|HOME PATTERNS RAMBLINGS ARTICLES TALKS DOWNLOAD BOOKS CONTACT|
This chapter demonstrates how to compose routing and transformation patterns into a larger solution. We chose to model the process of a consumer obtaining quotes for a loan from multiple banks. We simplified the process a little bit so we can focus on a discussion of integration patterns as opposed to holding a lecture in consumer financial services. Based on the patterns that we defined we discuss and create three alternative implementations for this process, using different programming languages, technologies and messaging models.
Obtaining a Loan Quote
When shopping for a loan, a customer usually calls several banks to find the deal with the best possible interest rate. Each bank asks the customer for his or her social security number, the amount of the loan and the desired term , i.e. the number of months until the loan has to be paid off. Each bank then investigates the customer's credit background, usually by contacting a credit agency. Based on the requested terms and the customer's credit history, the bank responds with an interest rate quote to the consumer (or declines thankfully). Once the customer has received quotes from all banks, he or she can then select the best offer, i.e. the lowest interest rate.

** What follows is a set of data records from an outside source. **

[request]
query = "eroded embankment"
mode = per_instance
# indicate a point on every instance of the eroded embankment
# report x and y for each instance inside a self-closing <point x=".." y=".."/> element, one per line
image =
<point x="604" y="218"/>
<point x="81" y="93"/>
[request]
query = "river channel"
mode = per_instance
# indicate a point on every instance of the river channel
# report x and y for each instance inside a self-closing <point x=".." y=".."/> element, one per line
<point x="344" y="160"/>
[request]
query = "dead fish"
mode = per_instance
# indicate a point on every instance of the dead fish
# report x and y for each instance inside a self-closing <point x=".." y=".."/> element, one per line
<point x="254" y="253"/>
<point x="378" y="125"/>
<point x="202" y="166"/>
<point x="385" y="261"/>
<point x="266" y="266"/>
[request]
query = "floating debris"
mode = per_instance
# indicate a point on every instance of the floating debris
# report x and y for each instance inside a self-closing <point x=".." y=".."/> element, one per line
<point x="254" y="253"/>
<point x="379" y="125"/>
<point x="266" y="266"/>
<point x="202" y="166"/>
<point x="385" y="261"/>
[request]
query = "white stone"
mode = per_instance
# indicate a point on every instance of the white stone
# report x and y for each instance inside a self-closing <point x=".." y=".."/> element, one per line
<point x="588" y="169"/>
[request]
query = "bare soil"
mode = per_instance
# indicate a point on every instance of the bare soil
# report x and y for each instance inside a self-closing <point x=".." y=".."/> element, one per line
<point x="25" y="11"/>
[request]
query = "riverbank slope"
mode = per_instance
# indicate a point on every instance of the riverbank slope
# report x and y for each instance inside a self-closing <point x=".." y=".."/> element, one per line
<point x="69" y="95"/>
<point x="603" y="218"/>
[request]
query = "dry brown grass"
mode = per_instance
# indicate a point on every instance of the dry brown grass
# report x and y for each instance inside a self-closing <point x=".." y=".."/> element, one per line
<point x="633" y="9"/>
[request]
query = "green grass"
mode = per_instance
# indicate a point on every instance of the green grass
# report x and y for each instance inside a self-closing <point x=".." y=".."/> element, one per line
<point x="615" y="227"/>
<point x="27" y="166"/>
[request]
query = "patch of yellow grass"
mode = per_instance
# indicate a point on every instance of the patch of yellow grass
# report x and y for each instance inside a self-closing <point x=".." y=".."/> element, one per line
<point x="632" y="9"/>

Because contacting multiple banks with a loan quote request is a tedious task, loan brokers offer this service to consumers. A loan broker is typically not affiliated with any one bank but has access to many lending institutions. The broker gathers the customer data once and contacts the credit agency to obtain the customer's credit history. Based on the credit score and history, the broker presents the request to a number of banks that are best suited to meet the customer’s criteria. The broker gathers the resulting quotes from the banks and selects the best offer (i.e. the lowest interest rate) to pass back to the consumer.
Designing the Message Flow
We want to design a loan broker system using integration patterns in the previous chapters. To do this, let's first list the individual tasks that the loan broker needs to perform.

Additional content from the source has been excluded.